It was local podcaster Javier Leiva who first featured the prank caller scammer—the first two of his calls reported in 1992, and one of the last in March 2004—on his Pretend podcast back in October 2019. His coverage of the nationwide prank later drew the attention of WAG Entertainment, who approached Leiva about his work in September 2021 and tapped him for the docuseries to provide his research and contacts to help piece the story together.

“They interviewed me for five hours about some of the most famous parts of the crime,” he says. (Peep his appearance in Episode 3!)

Don't Pick Up the Phone Netflix Javier

The crime itself is an interesting one. For 10 years, hoax caller David Richard Stewart was accused of pretending to be a police officer to convince fast-food managers to strip-search employees. Stewart would remain on the phone with the managers and ask them to ask their female employees to do other tasks like jog naked and perform jumping jacks.

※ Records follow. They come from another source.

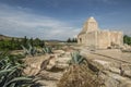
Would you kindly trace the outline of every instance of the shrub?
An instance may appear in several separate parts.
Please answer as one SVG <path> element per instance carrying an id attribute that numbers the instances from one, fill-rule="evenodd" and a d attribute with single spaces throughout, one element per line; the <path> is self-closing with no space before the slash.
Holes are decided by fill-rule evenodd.
<path id="1" fill-rule="evenodd" d="M 23 64 L 14 58 L 0 55 L 0 86 L 27 87 L 33 85 L 33 78 L 23 76 Z"/>

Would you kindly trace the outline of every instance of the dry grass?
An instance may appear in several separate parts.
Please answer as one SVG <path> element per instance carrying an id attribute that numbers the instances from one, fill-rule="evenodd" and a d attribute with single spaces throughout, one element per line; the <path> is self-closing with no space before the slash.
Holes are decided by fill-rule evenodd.
<path id="1" fill-rule="evenodd" d="M 103 87 L 102 79 L 86 65 L 71 65 L 58 83 L 58 87 Z"/>

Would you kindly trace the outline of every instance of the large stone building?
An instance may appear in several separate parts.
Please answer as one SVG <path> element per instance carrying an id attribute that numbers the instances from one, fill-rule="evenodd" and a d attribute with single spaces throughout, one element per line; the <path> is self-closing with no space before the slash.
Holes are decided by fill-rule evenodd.
<path id="1" fill-rule="evenodd" d="M 123 45 L 123 35 L 121 32 L 100 30 L 98 23 L 94 17 L 90 17 L 82 32 L 78 35 L 78 42 L 88 47 L 109 48 Z"/>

Some of the managers ended up violating employees such as Louise Ogborn, an 18-year-old McDonald’s employee who was strip searched and forced to perform sexual acts on the manager’s fiance. 

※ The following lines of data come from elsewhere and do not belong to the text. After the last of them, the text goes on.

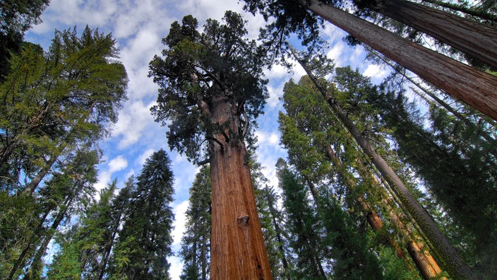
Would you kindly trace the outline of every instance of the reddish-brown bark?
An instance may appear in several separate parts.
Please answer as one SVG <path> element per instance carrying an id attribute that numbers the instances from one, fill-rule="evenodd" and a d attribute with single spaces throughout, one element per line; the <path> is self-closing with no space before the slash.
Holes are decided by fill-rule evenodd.
<path id="1" fill-rule="evenodd" d="M 497 30 L 490 25 L 410 1 L 382 0 L 369 7 L 497 67 Z"/>
<path id="2" fill-rule="evenodd" d="M 214 101 L 215 123 L 225 127 L 210 144 L 212 187 L 210 277 L 272 279 L 236 107 Z"/>

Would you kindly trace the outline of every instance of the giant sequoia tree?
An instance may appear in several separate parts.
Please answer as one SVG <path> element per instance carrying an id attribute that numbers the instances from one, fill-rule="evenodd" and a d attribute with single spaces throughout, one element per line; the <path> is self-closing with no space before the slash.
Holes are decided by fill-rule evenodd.
<path id="1" fill-rule="evenodd" d="M 268 95 L 264 64 L 241 16 L 208 19 L 202 33 L 191 16 L 172 24 L 162 57 L 150 64 L 160 88 L 152 112 L 167 125 L 168 143 L 194 162 L 208 156 L 212 180 L 210 276 L 271 279 L 244 139 Z"/>
<path id="2" fill-rule="evenodd" d="M 266 19 L 271 16 L 276 18 L 264 33 L 264 35 L 272 35 L 271 43 L 275 42 L 278 43 L 277 45 L 281 45 L 285 37 L 297 33 L 304 44 L 312 45 L 319 37 L 319 23 L 325 19 L 452 96 L 497 119 L 495 110 L 497 94 L 494 90 L 497 87 L 497 78 L 491 74 L 335 8 L 330 4 L 335 1 L 246 0 L 246 2 L 248 11 L 261 12 Z M 321 18 L 315 17 L 311 12 Z M 433 25 L 436 25 L 436 23 Z M 491 40 L 491 37 L 488 40 Z"/>
<path id="3" fill-rule="evenodd" d="M 347 128 L 356 140 L 357 144 L 364 153 L 369 157 L 371 163 L 381 173 L 383 177 L 391 187 L 393 192 L 398 197 L 402 207 L 413 217 L 422 233 L 431 241 L 435 252 L 445 262 L 445 267 L 450 272 L 451 276 L 456 279 L 472 278 L 472 274 L 469 268 L 463 262 L 458 252 L 455 250 L 447 238 L 440 231 L 432 217 L 416 200 L 397 173 L 385 161 L 383 157 L 377 152 L 368 137 L 361 132 L 359 127 L 349 117 L 348 113 L 342 108 L 342 105 L 338 103 L 337 98 L 334 96 L 337 94 L 337 90 L 334 86 L 327 83 L 320 83 L 316 76 L 313 75 L 311 65 L 313 64 L 318 69 L 320 68 L 319 64 L 316 66 L 315 63 L 309 64 L 307 61 L 301 59 L 293 49 L 292 53 L 295 59 L 304 67 L 318 90 L 321 93 L 323 97 L 330 105 L 336 117 Z M 325 62 L 322 62 L 325 63 Z"/>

“These are people who would have never done that if they weren’t following an order from an authority figure,” says Leiva. 

Ogborn’s act was caught on closed-circuit camera, launching an investigation that led to Stewart being charged and arrested with impersonating a police officer and soliciting sodomy in 2004. However, Stewart was acquitted of all charges two years later.  

“People are fascinated with con artists because they’re more likely to fall prey to a conniving scammer, unlike serial killers,” says Leiva. “This documentary shows how a master manipulator can convince ordinary people to commit crimes on their behalf.”

Leiva adds: “It’s kind of cool to think these stories that I found are something somebody thought would make a great docuseries on Netflix. If you told me five years ago when I started this podcast I would end up on Netflix, I would have laughed.”

Certainly, the crime is no laughing matter—but it is next-level to see a local face on Netflix (!).